Persone Comuni che Vivono per Cristo

Non erano persone insolite in molti sensi. Condividevano tutti gli stessi difetti che ciascuno di noi ha. Si stancavano. Avevano giorni buoni e giorni cattivi. A volte perdevano le staffe. Talvolta dubitavano di aver fatto la cosa giusta. Spesso si sentivano sole. Temendo a volte, specialmente quando le risorse scarseggiavano (sebbene Dio fornisse sempre, in modi piccoli, ma spesso miracolosi). Avevano le loro peculiarità.

Ma conoscevano Dio e lo amavano profondamente. Annunciavano Cristo crocifisso. In loro, nella loro ordinarietà, nelle loro stranezze e imperfezioni, scorgevo la bellezza di Gesù: una bellezza che si spinge a lunghezze straordinarie per riconciliare le persone con Dio.

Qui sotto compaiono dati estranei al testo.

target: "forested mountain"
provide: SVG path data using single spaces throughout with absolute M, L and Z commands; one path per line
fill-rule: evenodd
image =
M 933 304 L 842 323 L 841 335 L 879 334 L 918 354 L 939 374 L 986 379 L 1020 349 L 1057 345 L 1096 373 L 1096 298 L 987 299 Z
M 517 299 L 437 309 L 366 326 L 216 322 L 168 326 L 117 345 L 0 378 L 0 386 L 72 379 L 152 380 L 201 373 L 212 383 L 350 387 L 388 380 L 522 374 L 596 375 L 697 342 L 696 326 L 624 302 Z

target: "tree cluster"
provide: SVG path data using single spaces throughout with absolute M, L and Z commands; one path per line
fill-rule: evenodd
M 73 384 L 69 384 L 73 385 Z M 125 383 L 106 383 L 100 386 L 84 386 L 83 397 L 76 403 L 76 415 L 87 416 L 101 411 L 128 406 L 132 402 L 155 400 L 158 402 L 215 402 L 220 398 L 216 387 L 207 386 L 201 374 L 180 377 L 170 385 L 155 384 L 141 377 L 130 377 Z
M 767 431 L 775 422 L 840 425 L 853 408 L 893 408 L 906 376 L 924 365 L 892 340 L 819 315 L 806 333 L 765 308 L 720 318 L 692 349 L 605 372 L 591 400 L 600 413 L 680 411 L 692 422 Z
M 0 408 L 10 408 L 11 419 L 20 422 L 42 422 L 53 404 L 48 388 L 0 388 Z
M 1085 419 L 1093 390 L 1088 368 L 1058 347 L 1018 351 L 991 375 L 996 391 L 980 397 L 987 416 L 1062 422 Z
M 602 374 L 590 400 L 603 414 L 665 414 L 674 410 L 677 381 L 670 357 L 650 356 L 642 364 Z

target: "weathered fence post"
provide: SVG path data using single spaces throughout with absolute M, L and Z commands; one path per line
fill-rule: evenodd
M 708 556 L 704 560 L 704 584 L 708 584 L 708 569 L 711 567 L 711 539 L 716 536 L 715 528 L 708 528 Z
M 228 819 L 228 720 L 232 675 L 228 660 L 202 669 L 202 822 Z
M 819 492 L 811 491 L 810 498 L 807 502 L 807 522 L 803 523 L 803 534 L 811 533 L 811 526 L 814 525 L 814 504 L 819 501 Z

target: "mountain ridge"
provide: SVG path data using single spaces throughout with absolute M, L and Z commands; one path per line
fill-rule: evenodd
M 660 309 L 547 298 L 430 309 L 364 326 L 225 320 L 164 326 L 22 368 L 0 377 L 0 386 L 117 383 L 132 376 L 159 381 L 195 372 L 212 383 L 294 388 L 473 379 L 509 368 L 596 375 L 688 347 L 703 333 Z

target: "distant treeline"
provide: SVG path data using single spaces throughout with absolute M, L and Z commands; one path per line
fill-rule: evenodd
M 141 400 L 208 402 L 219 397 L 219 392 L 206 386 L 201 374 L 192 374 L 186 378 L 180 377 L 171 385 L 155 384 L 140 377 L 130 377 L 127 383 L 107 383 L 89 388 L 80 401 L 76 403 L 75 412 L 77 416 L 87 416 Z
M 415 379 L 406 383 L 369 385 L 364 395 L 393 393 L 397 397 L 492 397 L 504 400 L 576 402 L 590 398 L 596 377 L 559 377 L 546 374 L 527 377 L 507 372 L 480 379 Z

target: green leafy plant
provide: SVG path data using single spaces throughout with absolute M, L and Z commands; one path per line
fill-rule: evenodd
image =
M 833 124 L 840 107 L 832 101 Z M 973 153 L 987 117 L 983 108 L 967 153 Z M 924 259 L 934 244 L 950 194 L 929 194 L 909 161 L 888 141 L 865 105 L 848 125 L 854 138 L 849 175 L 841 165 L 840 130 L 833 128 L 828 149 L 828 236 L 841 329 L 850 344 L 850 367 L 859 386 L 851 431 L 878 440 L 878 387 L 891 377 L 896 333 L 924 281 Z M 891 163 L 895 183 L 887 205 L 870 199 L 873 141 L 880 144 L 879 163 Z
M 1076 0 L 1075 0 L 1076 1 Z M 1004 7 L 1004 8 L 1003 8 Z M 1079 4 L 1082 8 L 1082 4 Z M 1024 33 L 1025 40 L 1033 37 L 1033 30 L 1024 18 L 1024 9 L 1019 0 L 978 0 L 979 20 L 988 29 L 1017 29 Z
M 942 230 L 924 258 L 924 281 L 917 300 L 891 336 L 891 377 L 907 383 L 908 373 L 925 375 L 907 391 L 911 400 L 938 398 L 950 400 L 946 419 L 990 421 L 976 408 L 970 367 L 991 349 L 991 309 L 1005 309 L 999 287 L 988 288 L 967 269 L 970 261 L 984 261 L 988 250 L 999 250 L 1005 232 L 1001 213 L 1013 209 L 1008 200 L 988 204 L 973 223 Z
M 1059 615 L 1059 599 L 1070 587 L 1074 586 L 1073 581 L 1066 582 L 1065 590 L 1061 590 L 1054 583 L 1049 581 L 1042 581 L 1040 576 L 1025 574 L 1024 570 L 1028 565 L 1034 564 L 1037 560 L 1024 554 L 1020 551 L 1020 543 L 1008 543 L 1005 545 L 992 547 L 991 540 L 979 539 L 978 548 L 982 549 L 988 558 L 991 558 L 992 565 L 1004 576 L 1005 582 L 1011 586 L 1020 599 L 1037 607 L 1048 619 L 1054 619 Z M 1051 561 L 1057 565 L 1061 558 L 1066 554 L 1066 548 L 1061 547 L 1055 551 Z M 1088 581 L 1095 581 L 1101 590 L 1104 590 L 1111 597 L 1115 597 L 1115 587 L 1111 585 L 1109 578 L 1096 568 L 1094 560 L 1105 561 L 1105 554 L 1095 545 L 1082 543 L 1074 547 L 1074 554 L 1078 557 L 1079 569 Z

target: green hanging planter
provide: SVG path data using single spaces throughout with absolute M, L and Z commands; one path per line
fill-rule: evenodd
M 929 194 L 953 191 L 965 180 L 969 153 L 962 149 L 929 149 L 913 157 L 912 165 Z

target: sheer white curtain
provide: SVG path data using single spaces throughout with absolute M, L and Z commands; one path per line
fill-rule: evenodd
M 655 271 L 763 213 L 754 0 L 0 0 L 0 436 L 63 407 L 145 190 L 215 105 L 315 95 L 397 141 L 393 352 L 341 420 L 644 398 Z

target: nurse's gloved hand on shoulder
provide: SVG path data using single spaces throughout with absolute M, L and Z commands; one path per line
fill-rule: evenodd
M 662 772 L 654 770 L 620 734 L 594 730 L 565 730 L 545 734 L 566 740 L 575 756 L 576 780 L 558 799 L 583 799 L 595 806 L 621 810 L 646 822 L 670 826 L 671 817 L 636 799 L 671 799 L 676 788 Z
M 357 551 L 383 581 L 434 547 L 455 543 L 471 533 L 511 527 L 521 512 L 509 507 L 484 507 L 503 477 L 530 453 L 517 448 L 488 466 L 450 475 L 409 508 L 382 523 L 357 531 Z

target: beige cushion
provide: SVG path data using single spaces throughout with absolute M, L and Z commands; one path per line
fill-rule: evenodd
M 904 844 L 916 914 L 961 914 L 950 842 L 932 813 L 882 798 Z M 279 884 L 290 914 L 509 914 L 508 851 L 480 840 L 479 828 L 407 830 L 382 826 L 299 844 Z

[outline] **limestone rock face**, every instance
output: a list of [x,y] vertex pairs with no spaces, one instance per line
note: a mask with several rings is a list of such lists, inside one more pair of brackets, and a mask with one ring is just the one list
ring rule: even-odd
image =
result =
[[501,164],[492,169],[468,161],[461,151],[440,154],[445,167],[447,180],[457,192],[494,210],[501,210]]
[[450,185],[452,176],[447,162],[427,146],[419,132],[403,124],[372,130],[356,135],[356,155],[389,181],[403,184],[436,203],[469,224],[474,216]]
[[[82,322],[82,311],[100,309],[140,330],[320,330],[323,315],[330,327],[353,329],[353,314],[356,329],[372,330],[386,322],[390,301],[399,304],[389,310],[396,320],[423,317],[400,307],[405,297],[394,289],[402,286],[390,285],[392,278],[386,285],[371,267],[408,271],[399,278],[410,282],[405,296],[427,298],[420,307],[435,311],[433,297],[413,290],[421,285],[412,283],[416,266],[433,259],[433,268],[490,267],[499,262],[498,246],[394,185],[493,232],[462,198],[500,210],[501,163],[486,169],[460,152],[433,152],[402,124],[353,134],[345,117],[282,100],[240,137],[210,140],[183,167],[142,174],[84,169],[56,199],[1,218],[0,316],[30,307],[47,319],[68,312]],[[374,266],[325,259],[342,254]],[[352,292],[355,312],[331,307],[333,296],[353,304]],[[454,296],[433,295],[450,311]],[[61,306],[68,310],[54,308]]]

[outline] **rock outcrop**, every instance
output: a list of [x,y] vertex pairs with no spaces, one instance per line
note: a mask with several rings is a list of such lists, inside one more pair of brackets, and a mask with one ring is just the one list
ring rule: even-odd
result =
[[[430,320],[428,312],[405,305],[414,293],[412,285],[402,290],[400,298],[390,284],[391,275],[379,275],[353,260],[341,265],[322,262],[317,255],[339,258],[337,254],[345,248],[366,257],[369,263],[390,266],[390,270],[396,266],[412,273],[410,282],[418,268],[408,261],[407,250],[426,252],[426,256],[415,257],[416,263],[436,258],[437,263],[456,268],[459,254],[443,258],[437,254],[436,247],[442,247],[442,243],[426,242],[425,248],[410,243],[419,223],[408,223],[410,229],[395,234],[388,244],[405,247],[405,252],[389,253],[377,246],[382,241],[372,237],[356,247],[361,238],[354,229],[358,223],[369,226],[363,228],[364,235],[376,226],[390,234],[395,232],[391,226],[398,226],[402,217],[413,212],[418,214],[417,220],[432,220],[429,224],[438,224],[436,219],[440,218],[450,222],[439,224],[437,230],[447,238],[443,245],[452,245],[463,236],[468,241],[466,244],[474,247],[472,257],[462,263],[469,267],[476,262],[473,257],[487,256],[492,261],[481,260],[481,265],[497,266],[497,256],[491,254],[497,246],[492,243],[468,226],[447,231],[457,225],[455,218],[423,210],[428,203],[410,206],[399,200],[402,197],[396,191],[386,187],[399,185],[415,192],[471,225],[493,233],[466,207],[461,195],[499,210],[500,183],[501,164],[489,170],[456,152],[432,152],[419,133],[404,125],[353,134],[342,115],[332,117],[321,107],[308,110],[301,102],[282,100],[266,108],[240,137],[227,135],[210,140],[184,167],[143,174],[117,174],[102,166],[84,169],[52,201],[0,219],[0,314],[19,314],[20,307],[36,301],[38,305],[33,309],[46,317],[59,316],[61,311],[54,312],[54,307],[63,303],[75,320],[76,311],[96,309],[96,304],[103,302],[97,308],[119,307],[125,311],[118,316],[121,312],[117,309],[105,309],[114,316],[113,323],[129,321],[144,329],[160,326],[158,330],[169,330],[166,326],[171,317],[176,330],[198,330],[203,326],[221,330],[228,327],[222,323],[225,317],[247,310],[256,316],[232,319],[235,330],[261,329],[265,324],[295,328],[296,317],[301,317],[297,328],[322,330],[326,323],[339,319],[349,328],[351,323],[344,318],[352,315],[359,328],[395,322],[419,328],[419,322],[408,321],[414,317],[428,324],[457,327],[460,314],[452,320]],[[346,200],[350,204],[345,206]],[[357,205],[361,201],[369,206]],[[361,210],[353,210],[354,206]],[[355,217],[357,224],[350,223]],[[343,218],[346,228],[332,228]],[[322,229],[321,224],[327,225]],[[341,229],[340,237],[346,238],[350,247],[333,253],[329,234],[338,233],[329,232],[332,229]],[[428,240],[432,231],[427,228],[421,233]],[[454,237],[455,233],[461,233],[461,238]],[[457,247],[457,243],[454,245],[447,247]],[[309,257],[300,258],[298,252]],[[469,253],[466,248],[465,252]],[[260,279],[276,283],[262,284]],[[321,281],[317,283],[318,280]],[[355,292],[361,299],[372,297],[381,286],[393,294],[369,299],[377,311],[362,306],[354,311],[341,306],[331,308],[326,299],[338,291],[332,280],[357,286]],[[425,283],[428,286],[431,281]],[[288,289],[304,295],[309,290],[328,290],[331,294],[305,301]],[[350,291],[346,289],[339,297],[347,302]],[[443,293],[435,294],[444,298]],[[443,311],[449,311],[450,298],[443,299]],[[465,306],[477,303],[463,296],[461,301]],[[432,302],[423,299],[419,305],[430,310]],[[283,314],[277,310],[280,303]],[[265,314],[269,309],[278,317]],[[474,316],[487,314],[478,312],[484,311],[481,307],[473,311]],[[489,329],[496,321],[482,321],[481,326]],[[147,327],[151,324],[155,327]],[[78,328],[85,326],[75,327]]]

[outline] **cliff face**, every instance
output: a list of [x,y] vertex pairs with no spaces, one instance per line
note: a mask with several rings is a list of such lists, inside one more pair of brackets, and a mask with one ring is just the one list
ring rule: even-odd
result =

Quando mio padre stava morendo di cancro nel 2005, fu così benedetto ricevendo la telefonata di un collega missionario che gli comunicava che la chiesa di Naineri—il villaggio vicino Amanab in cui aveva conquistato i suoi primi convertiti e dove aveva formato anziani e pastori—era ancora forte.

Sono immensamente grato e profondamente umile per il grande dono di avere avuto genitori e “zii e zie” così radicali e ordinari (così chiamavamo noi bambini altri missionari che conoscevamo al centro missionario nelle Highlands dove, dopo la settima classe, siamo andati in collegio).